When I examined these companies, I saw that they made four choices in how they designed their work. They: (1) offer less, (2) combine standardization with empowerment, (3) cross-train, and (4) operate with slack. These choices transform their heavy investment in employees into great performance by reducing costs, improving employee productivity, and leveraging a fully capable and committed workforce. I won’t go through all four choices here—that’s enough for a book. (Hint, hint.) Let’s just go through “operate with slack” to get a feel for what the choices are like and how they support the good jobs strategy.
Workload in a service setting is always uncertain. You never know how many customers will show up when and what they will want. So it’s easy to have either too many or too few people on the job. In my earlier research, I saw retailers consistently erring on the side of too few. This was no accident; they were more worried about keeping labor cost low than about the consequences of having too few employees. Companies that follow the good jobs strategy, on the other hand, consistently err on the side of too many—they operate with slack. That obviously improves customer service and sales, but it also helps companies reduce costs—yes, reduce—by keeping mistakes to a minimum and by giving employees time to contribute to continuous improvement.

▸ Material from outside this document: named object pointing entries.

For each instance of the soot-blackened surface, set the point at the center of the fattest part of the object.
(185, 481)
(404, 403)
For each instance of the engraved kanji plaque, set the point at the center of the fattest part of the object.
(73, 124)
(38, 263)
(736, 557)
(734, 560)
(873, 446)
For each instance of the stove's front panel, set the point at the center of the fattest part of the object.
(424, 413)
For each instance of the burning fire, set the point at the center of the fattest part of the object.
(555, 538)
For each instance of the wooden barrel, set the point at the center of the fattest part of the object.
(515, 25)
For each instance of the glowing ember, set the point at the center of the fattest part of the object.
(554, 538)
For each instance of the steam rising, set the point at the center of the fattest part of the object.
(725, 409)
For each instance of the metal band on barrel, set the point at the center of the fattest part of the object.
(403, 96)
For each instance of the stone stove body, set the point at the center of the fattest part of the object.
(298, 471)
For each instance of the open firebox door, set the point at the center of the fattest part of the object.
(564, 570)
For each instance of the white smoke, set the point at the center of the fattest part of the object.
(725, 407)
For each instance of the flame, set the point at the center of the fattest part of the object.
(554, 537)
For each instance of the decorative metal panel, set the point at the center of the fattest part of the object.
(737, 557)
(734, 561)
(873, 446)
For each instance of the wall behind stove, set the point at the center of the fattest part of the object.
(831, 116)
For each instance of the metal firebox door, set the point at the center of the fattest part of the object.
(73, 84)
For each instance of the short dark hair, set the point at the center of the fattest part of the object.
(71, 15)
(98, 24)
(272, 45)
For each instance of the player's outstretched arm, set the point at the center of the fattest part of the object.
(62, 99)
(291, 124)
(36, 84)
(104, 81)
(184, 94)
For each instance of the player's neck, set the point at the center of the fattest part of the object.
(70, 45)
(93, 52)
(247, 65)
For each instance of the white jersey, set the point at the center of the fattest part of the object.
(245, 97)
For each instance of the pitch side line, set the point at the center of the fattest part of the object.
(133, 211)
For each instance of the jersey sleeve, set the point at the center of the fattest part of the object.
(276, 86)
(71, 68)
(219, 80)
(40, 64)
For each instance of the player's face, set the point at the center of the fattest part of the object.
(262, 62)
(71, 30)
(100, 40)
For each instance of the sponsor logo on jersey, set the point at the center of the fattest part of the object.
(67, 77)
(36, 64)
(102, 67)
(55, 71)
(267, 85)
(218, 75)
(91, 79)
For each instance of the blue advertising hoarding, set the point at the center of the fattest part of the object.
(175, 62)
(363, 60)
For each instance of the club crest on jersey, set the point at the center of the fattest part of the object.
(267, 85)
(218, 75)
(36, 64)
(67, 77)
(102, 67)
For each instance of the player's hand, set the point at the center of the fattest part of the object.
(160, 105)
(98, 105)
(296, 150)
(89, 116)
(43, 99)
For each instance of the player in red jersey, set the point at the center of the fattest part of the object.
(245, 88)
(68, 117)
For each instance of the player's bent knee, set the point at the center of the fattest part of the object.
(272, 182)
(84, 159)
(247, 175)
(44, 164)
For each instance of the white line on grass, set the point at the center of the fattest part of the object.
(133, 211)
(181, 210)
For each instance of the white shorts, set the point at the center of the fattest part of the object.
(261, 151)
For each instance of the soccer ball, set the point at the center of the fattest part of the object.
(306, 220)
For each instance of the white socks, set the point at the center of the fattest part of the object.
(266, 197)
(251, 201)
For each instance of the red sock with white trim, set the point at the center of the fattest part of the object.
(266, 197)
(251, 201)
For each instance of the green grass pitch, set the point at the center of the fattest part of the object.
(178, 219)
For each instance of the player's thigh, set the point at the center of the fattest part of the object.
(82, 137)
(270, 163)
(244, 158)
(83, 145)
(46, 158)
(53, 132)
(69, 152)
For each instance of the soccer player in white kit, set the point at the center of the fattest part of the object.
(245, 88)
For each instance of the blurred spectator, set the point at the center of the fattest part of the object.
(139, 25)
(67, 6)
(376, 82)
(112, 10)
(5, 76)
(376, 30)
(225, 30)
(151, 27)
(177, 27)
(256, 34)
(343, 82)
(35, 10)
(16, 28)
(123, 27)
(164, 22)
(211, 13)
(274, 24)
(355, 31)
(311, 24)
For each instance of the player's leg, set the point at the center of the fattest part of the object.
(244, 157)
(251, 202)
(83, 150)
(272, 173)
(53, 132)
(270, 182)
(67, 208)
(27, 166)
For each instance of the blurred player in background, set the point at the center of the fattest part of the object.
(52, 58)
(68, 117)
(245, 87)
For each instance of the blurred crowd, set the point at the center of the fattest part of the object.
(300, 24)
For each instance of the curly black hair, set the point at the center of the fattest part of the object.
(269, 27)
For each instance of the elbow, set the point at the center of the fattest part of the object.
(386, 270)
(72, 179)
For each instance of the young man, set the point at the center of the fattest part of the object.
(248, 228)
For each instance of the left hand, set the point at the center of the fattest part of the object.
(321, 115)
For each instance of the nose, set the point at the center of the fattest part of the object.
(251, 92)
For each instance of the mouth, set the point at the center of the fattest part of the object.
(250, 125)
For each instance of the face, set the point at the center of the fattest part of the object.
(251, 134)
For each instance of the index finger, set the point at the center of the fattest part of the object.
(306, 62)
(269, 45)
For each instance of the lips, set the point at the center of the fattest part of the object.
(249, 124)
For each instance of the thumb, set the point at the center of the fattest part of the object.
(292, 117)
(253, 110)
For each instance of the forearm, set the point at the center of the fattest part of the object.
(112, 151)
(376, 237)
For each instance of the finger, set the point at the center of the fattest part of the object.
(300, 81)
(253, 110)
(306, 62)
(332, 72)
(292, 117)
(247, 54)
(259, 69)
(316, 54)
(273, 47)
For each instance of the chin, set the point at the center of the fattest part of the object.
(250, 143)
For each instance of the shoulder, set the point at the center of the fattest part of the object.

But here’s the key. Operating with slack works great for these companies because it amplifies the benefits of their other three operational choices and their heavy investment in people. For example, because these retailers offer less to their customers and standardize many processes, they have a better sense of what the workload will be at their stores. So while they deliberately err on the high side, they don’t tend to be way off. And since they cross-train, their employees can always be doing something useful (not just make-work) even when there are no customers.
Sometimes people think I’m claiming that if a company pays higher wages, it will make more money. That’s not my message at all. The good jobs strategy is much more complicated than that. Yes, it includes paying employees more, but it also includes those operational choices, which are very down-to-earth yet quite unusual in many industries.
The good jobs strategy is not easy. You have to get many things right all at the same time. You have to embark on this path with a long-term perspective—you can’t just plug the components in and start raking in profits. But it is a strategy for producing excellence. That has been proven by the companies I studied, among others. It’s a sustainable strategy where everyone—customers, employees, investors—wins.
This is why US employers shouldn’t fear the prospect of a minimum wage hike, and in fact should view it as something of a gift. If firms are forced by law to pay their employees higher wages, they will rethink their operations in ways that make sense for all kinds of reasons. A good jobs strategy will let them reward their employees without hurting their customers or their bottom line.